Quick recap
John initiated the meeting and introduced Vrettos, a Greek cybersecurity expert. The team discussed various collaboration opportunities, especially in operational resilience and IoT. Eric shared updates on the work of the SC 38 committee, delaying the focus on operational resilience. John proposed a new initiative on business continuity and operational resilience, which both Eric and the team supported. The team also discussed upcoming meetings, progress on documents, and the formation of a Cloud Computing Security Working Group. John updated the CSA working group members and stressed the importance of active participation. The meeting concluded with a discussion on reassessing collaboration with various working groups and integrating AI into the CSA working groups.
Summary

John initiated the meeting and waited for everyone to join, including Eric and a new participant, Vrettos. Vrettos,  introduced himself as a cybersecurity expert working for a Greek governmental institute and a member of several working groups. The team then wished each other a happy New Year and John expressed optimism for an exciting year ahead.

Operational Resilience and Cloud Computing Updates
John announced that the team is working on several collaboration opportunities, particularly in the areas of operational resilience and IoT. Eric then took over the discussion, sharing updates on a preliminary work item by the SC 38 committee, which is focusing on business continuity and resilience in cloud computing. Eric revealed that SC 38 decided to defer the broader topic of operational resilience until a later date. However, they assured that it's likely to be picked up by the IT side. Eric also mentioned that he chairs the IT Policy Cyber Security and Privacy Committee, which initiated a project to develop a framework for operational resilience. The project has been approved by the Standards Committee and is now waiting for Niscom's approval. Eric also indicated that a new working group, the Cloud Computing Security Working Group, will be formed on the IT side.

Initiating Business Continuity Initiative
John voiced their interest in spearheading a new initiative focused on business continuity and operational resilience, areas they believe are often overlooked by companies. Eric supported John's initiative and anticipates it could lead to other projects, highlighting the need for resilience.
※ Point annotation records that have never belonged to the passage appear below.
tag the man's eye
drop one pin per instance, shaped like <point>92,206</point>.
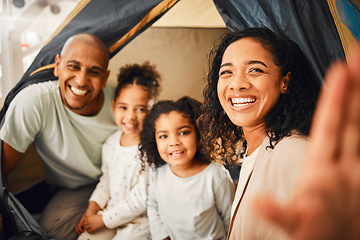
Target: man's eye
<point>224,72</point>
<point>95,72</point>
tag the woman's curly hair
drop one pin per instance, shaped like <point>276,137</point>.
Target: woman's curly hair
<point>148,148</point>
<point>293,111</point>
<point>143,75</point>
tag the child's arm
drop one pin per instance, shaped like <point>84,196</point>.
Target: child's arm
<point>224,197</point>
<point>131,207</point>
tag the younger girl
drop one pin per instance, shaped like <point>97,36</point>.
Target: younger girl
<point>188,197</point>
<point>117,206</point>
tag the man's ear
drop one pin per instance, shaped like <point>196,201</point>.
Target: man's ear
<point>285,83</point>
<point>57,65</point>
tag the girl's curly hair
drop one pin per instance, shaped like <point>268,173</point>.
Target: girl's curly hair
<point>148,148</point>
<point>293,111</point>
<point>144,75</point>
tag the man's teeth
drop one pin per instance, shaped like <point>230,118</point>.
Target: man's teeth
<point>78,91</point>
<point>242,101</point>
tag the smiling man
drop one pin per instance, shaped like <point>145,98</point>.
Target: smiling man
<point>67,121</point>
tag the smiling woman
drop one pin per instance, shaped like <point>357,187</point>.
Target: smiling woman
<point>262,91</point>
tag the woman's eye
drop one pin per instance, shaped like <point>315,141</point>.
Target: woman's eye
<point>73,67</point>
<point>142,109</point>
<point>224,72</point>
<point>256,70</point>
<point>162,136</point>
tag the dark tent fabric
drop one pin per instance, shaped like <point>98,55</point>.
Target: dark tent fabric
<point>309,23</point>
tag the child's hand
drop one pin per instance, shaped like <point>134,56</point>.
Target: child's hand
<point>326,203</point>
<point>93,223</point>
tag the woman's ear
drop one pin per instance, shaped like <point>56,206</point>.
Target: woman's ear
<point>285,83</point>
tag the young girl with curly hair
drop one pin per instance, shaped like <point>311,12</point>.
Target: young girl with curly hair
<point>262,92</point>
<point>117,206</point>
<point>189,196</point>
They also discussed upcoming meetings and the progress on various documents, including the privacy document 27018 and the consumer IoT labeling framework 27404. Eric mentioned that work groups would be meeting in different parts of England and that liaison reports would be needed. John suggested attending the AI summit and discussed the need to fill certain slots on steering committees.

CSA Working Group and Data Governance Updates
John updated the list of CSA working group members, stressing the importance of active participation. Claude reported the approval of the data governance domain taxonomies and shared their involvement in several other projects. The upcoming X9.125 committee meeting was discussed, with a focus on encryption and financial information management in the cloud. David raised a question about the status of a paper on domain taxonomies for data governance, which Claude promised to follow up on.
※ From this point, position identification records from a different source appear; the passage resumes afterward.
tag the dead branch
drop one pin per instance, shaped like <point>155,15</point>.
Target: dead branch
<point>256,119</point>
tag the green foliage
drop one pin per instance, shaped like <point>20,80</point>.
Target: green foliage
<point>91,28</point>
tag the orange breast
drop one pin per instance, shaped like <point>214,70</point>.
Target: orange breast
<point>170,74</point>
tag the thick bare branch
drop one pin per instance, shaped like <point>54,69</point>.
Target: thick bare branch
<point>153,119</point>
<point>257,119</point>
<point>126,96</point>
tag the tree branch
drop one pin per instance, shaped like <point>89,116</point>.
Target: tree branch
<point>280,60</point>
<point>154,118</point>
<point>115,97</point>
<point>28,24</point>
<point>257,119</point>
GDPR and 27701 Standard Discussion
John discussed the General Data Protection Regulation (GDPR) and its uptake among organizations. They highlighted that while the GDPR is a mandate in the EU, few organizations have sought certification under it due to potential legal and political issues. John also mentioned a shift towards adopting the 27701 standard as an alternative route to GDPR certification. They suggested that the CSA should map to the 27701 standard and recommended its adoption as it could provide a safer route for organizations. Additionally, John mentioned the Charter Review and promised to provide an editable version of it for the team.
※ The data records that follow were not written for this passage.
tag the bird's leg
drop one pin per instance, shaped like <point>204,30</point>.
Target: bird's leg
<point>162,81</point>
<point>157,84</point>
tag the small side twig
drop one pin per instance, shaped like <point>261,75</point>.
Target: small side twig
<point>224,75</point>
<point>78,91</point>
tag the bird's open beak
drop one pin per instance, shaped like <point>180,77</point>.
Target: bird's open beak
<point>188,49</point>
Reassessing Collaboration With Working Groups
John and Eric discussed the need to reassess their collaboration with various working groups, such as the German Federal Office, and others. John suggested the need to decide on the depth of involvement with these groups for ongoing research and work. Eric clarified that John was seeking more formal liaisons rather than informal tracking. The discussion concluded without a clear decision on the future course of action. John and Eric discussed the idea of forming liaisons with certain groups they already have close relationships with, such as NIST,, IEEE and AICPA, and emphasized the importance of monitoring activities for other groups they do not have direct relationships with.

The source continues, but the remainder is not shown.